Surtout, selon le Conseil constitutionnel, « plusieurs mesures d’adaptation du droit électoral contribuent à assurer, malgré le délai séparant les deux tours de scrutin, la continuité des opérations électorales, l’égalité entre les candidats et la sincérité du scrutin. » En particulier, l’ordonnance n° 2020-390 du 1er avril 2020 dispose que, sauf exceptions, le second tour du scrutin aura lieu à partir des listes électorales et de listes complémentaires établies pour le premier tour ; de plus, par dérogation au code électoral, les dispositions contestées permettent de majorer les plafonds de dépenses électorales applicables et d’obtenir le remboursement d’une partie des dépenses de propagande ; enfin, afin de préserver les possibilités de contester les résultats du premier tour en dépit de la suspension du scrutin, les électeurs ont pu, par dérogation au troisième alinéa de l’article L. 68 du code électoral, obtenir communication des listes d’émargement des bureaux de vote à compter de l’entrée en vigueur du décret de convocation pour le second tour et jusqu’à l’expiration du délai de recours contentieux.

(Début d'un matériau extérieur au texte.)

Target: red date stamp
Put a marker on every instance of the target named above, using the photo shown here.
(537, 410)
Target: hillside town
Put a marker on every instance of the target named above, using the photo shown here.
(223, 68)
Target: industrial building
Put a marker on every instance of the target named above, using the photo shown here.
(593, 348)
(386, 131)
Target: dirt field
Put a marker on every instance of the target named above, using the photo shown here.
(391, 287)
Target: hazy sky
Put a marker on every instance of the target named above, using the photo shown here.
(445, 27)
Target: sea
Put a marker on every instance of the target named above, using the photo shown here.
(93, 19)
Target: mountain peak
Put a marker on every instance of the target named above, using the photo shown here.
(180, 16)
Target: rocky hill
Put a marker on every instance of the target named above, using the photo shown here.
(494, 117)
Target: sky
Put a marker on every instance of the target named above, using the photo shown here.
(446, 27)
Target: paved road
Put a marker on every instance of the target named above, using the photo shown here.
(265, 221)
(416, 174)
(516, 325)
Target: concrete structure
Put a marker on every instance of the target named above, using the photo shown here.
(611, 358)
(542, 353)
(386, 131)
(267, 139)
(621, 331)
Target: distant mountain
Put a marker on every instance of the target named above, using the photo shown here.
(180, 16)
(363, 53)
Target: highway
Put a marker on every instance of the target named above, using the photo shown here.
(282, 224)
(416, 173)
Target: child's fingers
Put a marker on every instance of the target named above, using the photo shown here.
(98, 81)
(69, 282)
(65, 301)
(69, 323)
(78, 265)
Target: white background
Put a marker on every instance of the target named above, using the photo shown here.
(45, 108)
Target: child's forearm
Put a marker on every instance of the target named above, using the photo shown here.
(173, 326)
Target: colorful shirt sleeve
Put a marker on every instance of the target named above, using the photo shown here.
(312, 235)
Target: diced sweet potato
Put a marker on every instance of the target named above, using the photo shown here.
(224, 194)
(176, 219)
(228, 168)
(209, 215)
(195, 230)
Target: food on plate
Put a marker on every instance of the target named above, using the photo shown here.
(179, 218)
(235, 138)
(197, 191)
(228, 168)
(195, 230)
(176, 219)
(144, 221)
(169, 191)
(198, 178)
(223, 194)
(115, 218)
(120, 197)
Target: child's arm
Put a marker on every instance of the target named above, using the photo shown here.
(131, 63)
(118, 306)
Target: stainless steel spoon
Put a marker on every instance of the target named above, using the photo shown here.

Différence de traitement sur la durée du mandat

La dernière partie de la décision porte sur les conséquences du report du second tour sur les mandats des conseillers municipaux. S’il existe bien une durée différente de mandat entre les élus du premier tour et ceux élus à l’issue du second tour, « cette différence de traitement repose sur une différence de situation au regard de l’élection et répond directement à la volonté du législateur d’assurer la mise en œuvre des objectifs qu’il s’est fixés en reportant le second tour. » Et s’agissant des communes dans lesquelles un second tour est nécessaire, « les dispositions contestées n’ont aucune incidence sur les éventuelles contestations devant le juge de l’élection des opérations électorales du premier tour. »

Les premier et dernier alinéas du paragraphe I de l’article 19 de la loi n° 2020-290 du 23 mars 2020 d’urgence pour faire face à l’épidémie de covid-19, dans sa rédaction initiale, sont donc conformes à la Constitution.